Vor dem einen, dem hellblau bemalten, Flugloch des weissen Bienenhauses brauste es dumpf in tausendfachem schwarzem Gewimmel. Ein Mann in einem Helm mit Drahtvisier stand davor, Tabakpfeife und Wasserkrug zur Betäubung und Bespritzung des Maischwarms bereit, sobald der junge Weisel sich mit seinem Volk als kindskopfgrosser schwarzer Klumpen an einem der nächsten Bäume angehängt haben würde. Der Flori erkannte an der Stimme seinen Bruder, den besinnlichen Simon.

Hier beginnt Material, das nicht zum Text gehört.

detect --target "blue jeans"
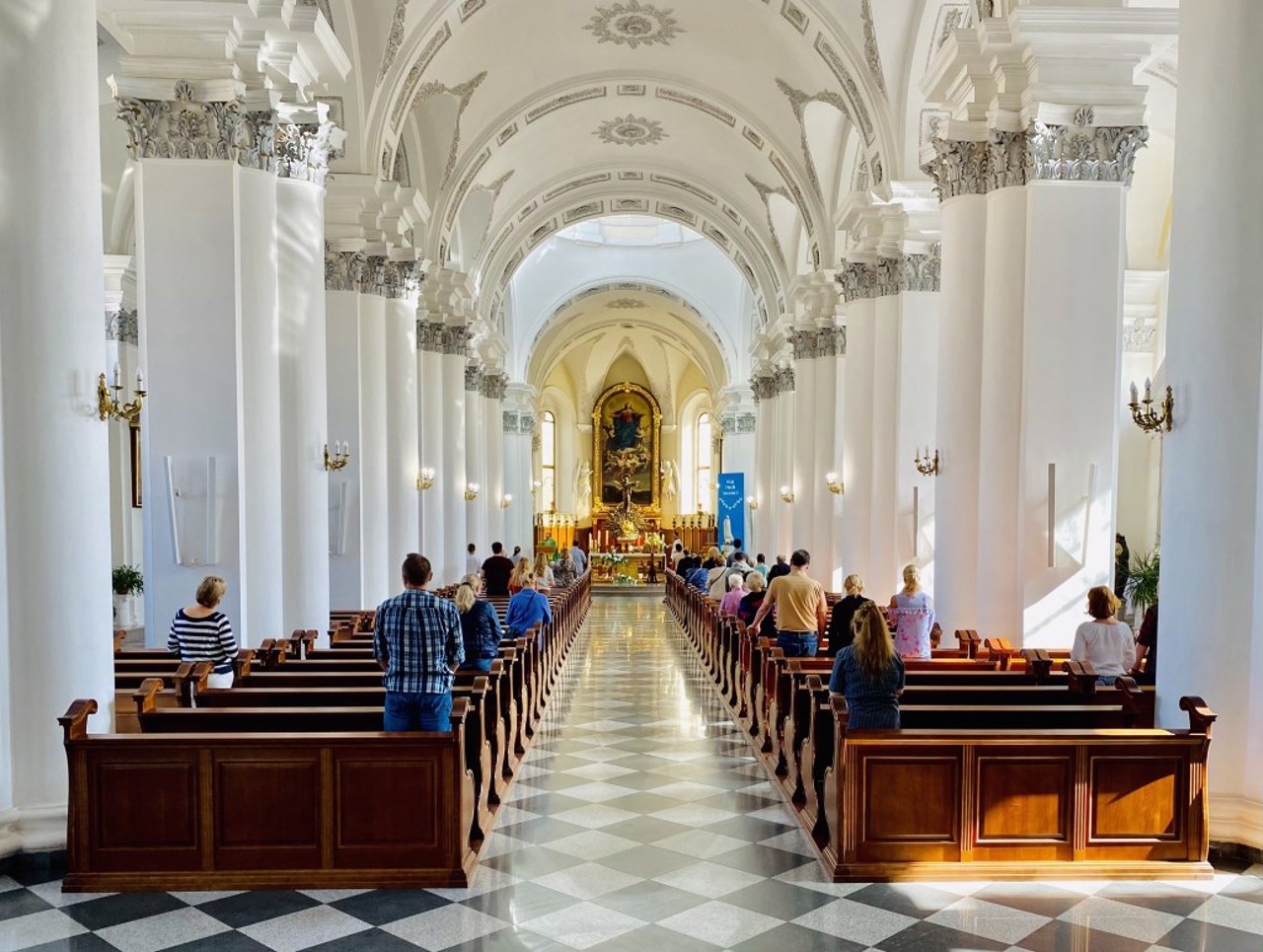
[383,691,452,732]
[777,631,820,658]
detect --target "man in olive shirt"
[750,549,829,658]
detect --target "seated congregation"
[58,545,591,892]
[667,549,1217,881]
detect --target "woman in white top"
[1070,585,1136,685]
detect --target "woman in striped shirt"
[167,576,238,689]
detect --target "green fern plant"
[1127,546,1160,618]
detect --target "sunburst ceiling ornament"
[583,0,683,49]
[592,112,667,145]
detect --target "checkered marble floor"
[0,596,1263,952]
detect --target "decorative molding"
[1028,122,1150,185]
[105,308,140,347]
[483,373,509,401]
[583,0,685,49]
[860,0,887,96]
[592,112,668,145]
[325,241,367,290]
[378,0,408,85]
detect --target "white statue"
[574,460,592,509]
[659,460,680,499]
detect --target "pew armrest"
[1180,695,1219,737]
[57,696,96,744]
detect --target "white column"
[932,179,987,632]
[385,291,420,567]
[358,293,386,609]
[275,178,328,631]
[975,179,1025,644]
[864,269,903,601]
[436,324,470,585]
[325,249,375,609]
[478,374,505,545]
[841,281,880,583]
[896,248,939,592]
[460,364,484,555]
[1154,0,1263,848]
[416,330,447,577]
[0,0,113,853]
[785,326,822,560]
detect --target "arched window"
[694,413,712,513]
[540,410,557,513]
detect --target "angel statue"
[574,460,592,509]
[659,460,680,499]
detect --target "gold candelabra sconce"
[913,446,938,476]
[96,364,148,427]
[1128,378,1176,433]
[325,441,351,473]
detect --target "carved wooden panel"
[1088,755,1187,840]
[89,749,201,871]
[213,750,321,869]
[976,757,1075,843]
[862,757,960,843]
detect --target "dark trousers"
[383,691,452,732]
[777,631,820,658]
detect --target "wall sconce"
[1128,378,1176,433]
[96,364,148,427]
[913,446,938,476]
[325,442,351,473]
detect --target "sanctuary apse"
[0,0,1263,939]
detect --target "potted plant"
[113,565,145,627]
[1127,546,1160,619]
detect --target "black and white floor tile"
[0,597,1263,952]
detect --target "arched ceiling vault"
[361,0,897,295]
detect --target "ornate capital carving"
[105,308,140,346]
[836,261,878,302]
[1027,120,1150,185]
[902,243,942,292]
[483,374,509,401]
[750,373,777,403]
[325,241,365,290]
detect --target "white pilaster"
[1156,0,1263,847]
[0,0,113,853]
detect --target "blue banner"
[716,473,749,546]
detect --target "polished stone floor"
[0,595,1263,952]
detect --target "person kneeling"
[373,551,465,732]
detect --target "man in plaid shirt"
[373,551,465,731]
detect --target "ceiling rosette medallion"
[583,0,683,49]
[592,112,667,145]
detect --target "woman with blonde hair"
[167,576,238,689]
[532,551,557,592]
[825,574,872,658]
[1070,585,1136,685]
[452,573,504,671]
[829,600,904,731]
[890,564,934,660]
[509,555,534,595]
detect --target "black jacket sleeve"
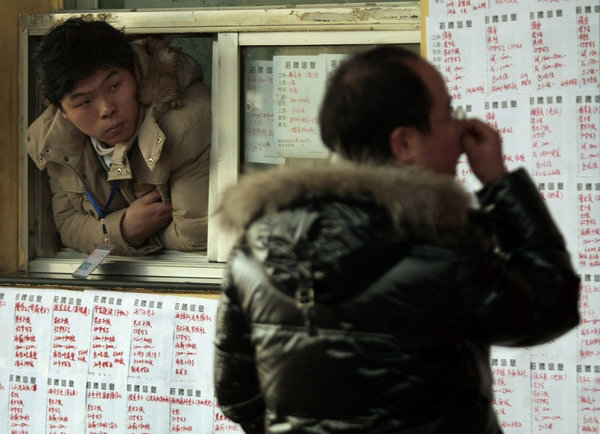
[461,169,579,346]
[214,251,265,434]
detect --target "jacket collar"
[217,163,473,235]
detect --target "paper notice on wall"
[273,55,329,158]
[244,60,285,164]
[127,379,176,434]
[49,290,92,376]
[129,294,175,379]
[46,370,86,434]
[491,347,531,434]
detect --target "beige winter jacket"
[27,38,211,255]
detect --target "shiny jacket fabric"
[214,166,579,434]
[27,38,211,256]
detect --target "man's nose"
[100,97,117,118]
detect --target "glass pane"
[241,44,419,172]
[28,34,213,262]
[101,0,406,9]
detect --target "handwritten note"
[273,55,329,158]
[244,60,287,164]
[491,347,531,434]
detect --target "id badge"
[72,244,115,279]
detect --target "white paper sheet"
[273,55,330,158]
[171,297,218,384]
[170,382,214,434]
[46,369,86,434]
[7,369,46,434]
[531,353,577,434]
[577,268,600,364]
[574,179,600,272]
[89,291,133,384]
[244,60,285,164]
[127,379,173,434]
[13,290,53,375]
[0,288,17,368]
[577,364,600,433]
[49,290,92,376]
[491,347,531,434]
[85,377,127,434]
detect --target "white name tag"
[72,244,115,279]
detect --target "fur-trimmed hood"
[131,37,202,119]
[217,163,473,244]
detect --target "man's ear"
[390,127,417,164]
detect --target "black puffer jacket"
[215,166,579,434]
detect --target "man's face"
[61,67,139,146]
[409,60,464,176]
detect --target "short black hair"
[319,46,433,163]
[34,18,135,109]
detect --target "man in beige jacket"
[27,18,211,255]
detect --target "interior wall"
[0,0,63,273]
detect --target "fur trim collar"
[217,163,473,235]
[131,37,202,119]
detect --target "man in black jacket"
[215,47,579,434]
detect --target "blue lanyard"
[85,180,121,242]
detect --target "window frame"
[18,2,422,286]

„Bien’ und Bauer sind heutzutag’ eins, Flori! Bien’ und Bauer arbeiten und tragen ein. Und dann kommen s’ und nehmen einem die Tracht wieder weg!“
„I schick’ dir a Tuch und a Schwingkorb!“ sagte der Flori und ging weiter. Seine Schwester, die Zenz, hatte sich wie von ungefähr zu ihm gesellt. Die junge Bäuerin scheuchte händeklatschend ein goldgelbes Gewatscher junger Enten aus dem Weg und meinte beiläufig:
„Is doch gut, Flori, dass d’ erst über die Dreissig bist! Wärst ein paar Jahr’ älter, wärst leicht noch im Krieg ausblieben, wie so viele . . . “
„Wär’ noch net ’s Schlechteste!“ brummte der Flori.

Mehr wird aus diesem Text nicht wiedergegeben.